On March 9, Congressman Adrian Smith of Nebraska and a bipartisan group of 100 or more House members sent a letter to Michael A. Khouri, Chair of the Federal Maritime Commission. The group expressed concern over reports that certain vessel-operating common carriers are declining to ship U.S. agricultural commodity exports from U.S. ports.
“We need more movement there more opportunity for our exporters. We know ag producers across America, especially Nebraska and middle American, in general, they need that capacity to get their goods to markets in a timely manner,” Smith said.
The issue is creating port congestion and container shortages at the west coast ports. While no one is sure of what created the problem, there are numerous suggestions, from dockworker safety and Covid-19 to exporters from Asian countries paying a premium for dry container space.
“These slowdown’s started long before Covid,” said Melody Benjamin, Nebraska Cattlemen vice president of member services. “There were slowdowns happening in 2019 as well on shipping. I think it’s a bigger issue of international trade, but we’ve been told a lot of reasons as to why this is happening.”

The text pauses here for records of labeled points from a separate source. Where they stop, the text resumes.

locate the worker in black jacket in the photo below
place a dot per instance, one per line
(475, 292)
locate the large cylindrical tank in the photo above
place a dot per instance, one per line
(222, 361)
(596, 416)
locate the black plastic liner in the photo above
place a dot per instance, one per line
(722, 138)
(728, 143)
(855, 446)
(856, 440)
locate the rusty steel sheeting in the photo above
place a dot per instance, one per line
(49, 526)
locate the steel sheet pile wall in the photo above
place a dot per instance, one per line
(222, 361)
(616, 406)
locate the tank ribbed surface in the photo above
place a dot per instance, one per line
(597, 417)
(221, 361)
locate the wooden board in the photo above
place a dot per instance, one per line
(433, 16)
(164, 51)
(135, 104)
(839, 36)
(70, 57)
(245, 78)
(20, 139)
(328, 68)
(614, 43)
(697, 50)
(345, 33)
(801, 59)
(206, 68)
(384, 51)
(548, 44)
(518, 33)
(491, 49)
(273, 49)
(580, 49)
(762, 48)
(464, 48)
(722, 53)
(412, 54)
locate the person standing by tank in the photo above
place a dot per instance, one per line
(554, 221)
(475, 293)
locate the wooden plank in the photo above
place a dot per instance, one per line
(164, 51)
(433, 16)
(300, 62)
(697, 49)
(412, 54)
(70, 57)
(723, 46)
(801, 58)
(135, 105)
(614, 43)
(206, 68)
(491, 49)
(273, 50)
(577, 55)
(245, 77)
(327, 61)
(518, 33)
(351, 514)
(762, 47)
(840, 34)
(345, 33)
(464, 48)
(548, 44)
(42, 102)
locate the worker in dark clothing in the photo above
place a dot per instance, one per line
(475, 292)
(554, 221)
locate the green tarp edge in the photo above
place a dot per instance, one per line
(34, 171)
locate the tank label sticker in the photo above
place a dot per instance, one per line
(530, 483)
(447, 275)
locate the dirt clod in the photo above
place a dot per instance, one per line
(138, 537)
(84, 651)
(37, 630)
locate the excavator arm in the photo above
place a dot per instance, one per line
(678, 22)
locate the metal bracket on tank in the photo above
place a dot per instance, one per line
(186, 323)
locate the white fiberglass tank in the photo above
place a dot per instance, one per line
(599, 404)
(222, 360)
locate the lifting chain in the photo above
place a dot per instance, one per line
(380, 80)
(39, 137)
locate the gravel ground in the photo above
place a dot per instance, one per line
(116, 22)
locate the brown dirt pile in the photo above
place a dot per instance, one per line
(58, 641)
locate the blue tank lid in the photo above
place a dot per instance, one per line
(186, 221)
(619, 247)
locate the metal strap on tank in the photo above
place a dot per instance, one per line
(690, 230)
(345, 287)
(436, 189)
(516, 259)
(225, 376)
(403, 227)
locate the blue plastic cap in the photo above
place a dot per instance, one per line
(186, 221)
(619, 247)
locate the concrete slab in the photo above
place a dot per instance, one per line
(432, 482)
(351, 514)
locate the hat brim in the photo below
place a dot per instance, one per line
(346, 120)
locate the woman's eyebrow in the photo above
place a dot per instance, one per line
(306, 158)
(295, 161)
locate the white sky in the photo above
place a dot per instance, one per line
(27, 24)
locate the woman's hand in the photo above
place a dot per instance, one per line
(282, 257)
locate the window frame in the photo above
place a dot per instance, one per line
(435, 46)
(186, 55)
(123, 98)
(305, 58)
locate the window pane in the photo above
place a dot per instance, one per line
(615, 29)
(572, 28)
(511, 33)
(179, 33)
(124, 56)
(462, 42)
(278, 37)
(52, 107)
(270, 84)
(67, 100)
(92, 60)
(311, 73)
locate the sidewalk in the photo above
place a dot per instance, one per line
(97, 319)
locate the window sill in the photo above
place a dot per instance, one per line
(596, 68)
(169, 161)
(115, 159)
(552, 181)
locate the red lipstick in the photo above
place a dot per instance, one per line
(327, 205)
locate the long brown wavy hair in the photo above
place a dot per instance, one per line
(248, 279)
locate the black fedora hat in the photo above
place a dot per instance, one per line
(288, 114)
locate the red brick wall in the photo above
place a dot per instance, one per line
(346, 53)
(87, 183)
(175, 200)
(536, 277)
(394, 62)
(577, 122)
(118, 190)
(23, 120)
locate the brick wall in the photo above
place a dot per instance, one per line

Benjamin added about 20 percent of America’s beef is exported, at around $300 plus per head. The export markets for beef prefer chilled rather than frozen beef.
“If we lose too much of that market, it starts to really impact the value of the animal, no matter where we are in the beef chain,” Benjamin said.
Some agriculture groups have requested the Biden administration use the Shipping Act. To provide the Federal Maritime Commission with the authority to prohibit unreasonable, unjust practices and “to promote the growth and development of U.S. exports through competitive and efficient ocean transportation.”